Russia and India Have Signed a Memorandum on Arctic Cooperation


During the official visit of the Indian Prime Minister Narendra Modi and his meeting with Russian President Vladimir Putin, a Memorandum of Cooperation was signed between the Arctic and Antarctic Research Institute of Russia and the National Centre for Polar and Ocean Research of the Ministry of Earth Sciences of the Government of India.

The largest state organisations of the two countries will collaborate in the field of studying the polar environment and its variability. They will also provide important logistical assistance to each other in the harsh polar conditions.

The next notable joint Russian-Indian project will be the Russian-Brazilian expedition, which is scheduled to start this autumn. In addition, scientists are discussing the possibility of creating an international team for the research using a unique Russian scientific vessel – the ice-resistant North Pole platform which allows conducting long-term interdisciplinary scientific research in the North.

“‎The signing of the Memorandum was a continuation of our recent visit to India, where we discussed in detail the possibilities of strengthening bilateral cooperation in the Ministry of Earth Sciences. Russian and Indian polar explorers have a long history of partnership in Antarctica – our research stations are located in close proximity to each other, we provide mutual assistance and support in terms of logistics, without which it is almost impossible to work at the poles. 

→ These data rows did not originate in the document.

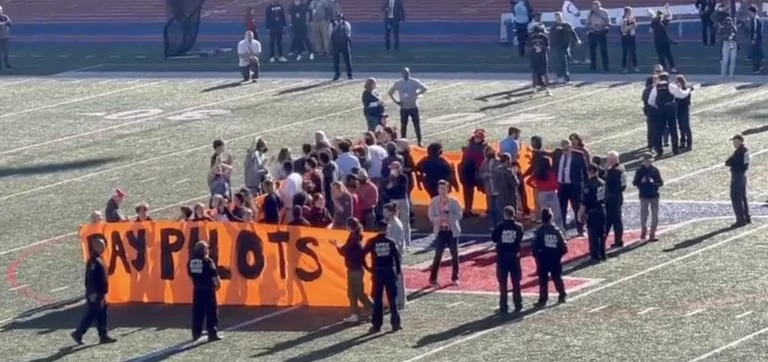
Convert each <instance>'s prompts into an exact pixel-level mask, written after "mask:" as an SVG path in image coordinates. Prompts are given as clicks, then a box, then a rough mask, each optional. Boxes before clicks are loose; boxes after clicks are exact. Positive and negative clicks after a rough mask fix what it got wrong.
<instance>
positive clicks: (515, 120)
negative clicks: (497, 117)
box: [495, 113, 555, 126]
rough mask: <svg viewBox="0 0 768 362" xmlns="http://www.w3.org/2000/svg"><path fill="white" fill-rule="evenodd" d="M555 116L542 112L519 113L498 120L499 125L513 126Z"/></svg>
mask: <svg viewBox="0 0 768 362" xmlns="http://www.w3.org/2000/svg"><path fill="white" fill-rule="evenodd" d="M554 118H555V117H554V116H550V115H548V114H542V113H530V114H518V115H514V116H511V117H508V118H504V119H500V120H498V121H496V123H495V124H496V125H497V126H513V125H516V124H523V123H533V122H543V121H549V120H552V119H554Z"/></svg>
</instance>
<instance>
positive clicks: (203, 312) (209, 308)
mask: <svg viewBox="0 0 768 362" xmlns="http://www.w3.org/2000/svg"><path fill="white" fill-rule="evenodd" d="M187 273H188V274H189V277H190V278H192V283H193V284H194V290H193V292H192V340H193V341H196V340H197V339H198V338H200V336H201V335H202V333H203V319H205V327H206V329H207V331H208V341H209V342H213V341H218V340H220V339H221V336H220V335H219V334H218V333H217V331H216V325H217V324H218V323H219V316H218V314H219V306H218V303H217V302H216V291H217V290H219V287H220V286H221V279H219V273H218V272H217V271H216V263H214V262H213V259H211V258H210V257H209V256H208V244H207V243H206V242H205V241H198V242H197V243H196V244H195V250H194V255H192V258H190V259H189V263H187Z"/></svg>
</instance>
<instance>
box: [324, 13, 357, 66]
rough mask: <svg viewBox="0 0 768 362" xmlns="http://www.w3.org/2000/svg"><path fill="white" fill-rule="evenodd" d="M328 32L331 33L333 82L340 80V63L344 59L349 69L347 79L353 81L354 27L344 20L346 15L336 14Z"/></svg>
mask: <svg viewBox="0 0 768 362" xmlns="http://www.w3.org/2000/svg"><path fill="white" fill-rule="evenodd" d="M328 31H329V32H330V33H331V49H332V53H333V72H334V73H333V80H334V81H336V80H339V78H340V77H341V70H340V69H339V68H340V67H339V62H340V60H341V58H344V65H345V66H346V68H347V78H348V79H352V41H351V39H350V37H351V36H352V26H351V25H349V22H348V21H346V20H344V15H342V14H341V13H339V14H336V17H335V19H334V20H333V21H332V22H331V24H330V25H328Z"/></svg>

The new document gives us the opportunity to extend our work to the Arctic region, the prospects of which are obvious to everyone today. Our colleagues from India are interested in climate change issues and our experience studying permafrost melting, since it’s a problem that India faces in the Himalayas, as well as in the development of navigation along the Northern Sea Route which will become a major global transport and logistics highway in the coming decades”‎, said Alexander Makarov, the Director of the Arctic and Antarctic Research Institute.